I Found Myself Through Mindful Erotic Embodiment
I drove towards Seattle questioning everything. What am I supposed to wear? What am I supposed to bring? What kind of people go to this? I’ve been feeling a little disconnected sexually and socially. I was going to a community masturbation workshop.
When I arrived at the center hosting the event, I wasn’t sure if I arrived at the right place. There was only one truck waiting with me. An older man hung his legs outside of the driver’s side. He looked at me like I didn’t belong and I know I looked at him in the same way. Soon after, I saw one other human being going to a door to the center. She had a white blanket over her head and pushed in a code to go inside. I still decided to go through with this and find the entrance, but not before giving a friend of mine the address and time it would be over.

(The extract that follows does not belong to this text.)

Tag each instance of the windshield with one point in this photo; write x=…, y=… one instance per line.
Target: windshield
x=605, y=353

After circling around the building, I found a door with “MAIN” spray painted right next to it. I walked into the darkest entrance, furnished with a counter full of brochures. This seemed like the most normal part. A friendly voice greeted me and asked if I was here for the workshop. She showed me the space and introduced the two instructors, Tai and Toby. None of this was what I expected. In my imagination, I saw white, open, and welcoming. I imagined uniforms, a tea station and hand sanitizer dispensers along the walls. I was waiting to walk into something clinical and this was far from it. I was in a dark warehouse.
Tai and Toby spoke to me in the most gentle tones. I questioned how awake they were because they seemed so relaxed. I was a bundle of energy, darting my eyes around and asking as many questions that seemed appropriate.
“What should I expect? I’ve never done this before.”
Toby began to give me an introduction, but promised something more in-depth once the workshop began. I stopped listening and gave way to just his cadence as I gazed over the room. The futons were all arranged in a radial pattern. Scarves were thrown in the center of the futons. There were other random couches in the back. A door held a sign that read “after care”. Some kink equipment was stowed away in the hallway. The skylights had black paper over them. The lighting was barely there, just enough red illumination to highlight the shadows of all of the strangers I would touch myself in front of. I was instructed to pick a bed and make it. I picked the most isolating one.
Five others came in before the workshop began, three other men and two other women. Tai and Toby introduced themselves at the beginning as sexological bodyworkers, belonging to the local Seattle branch and community. Both explained that the workshop, Mindful Erotic Embodiment, focused on the self and exploring in ways in which you're comfortable with. It was described on the internet as “a conscious self-pleasuring exploration practiced within a communal erotic space”. Orgasm, or trying to achieve orgasm, is not necessarily part of the practice. We were instructed to use a “soft gaze” if looking around the room.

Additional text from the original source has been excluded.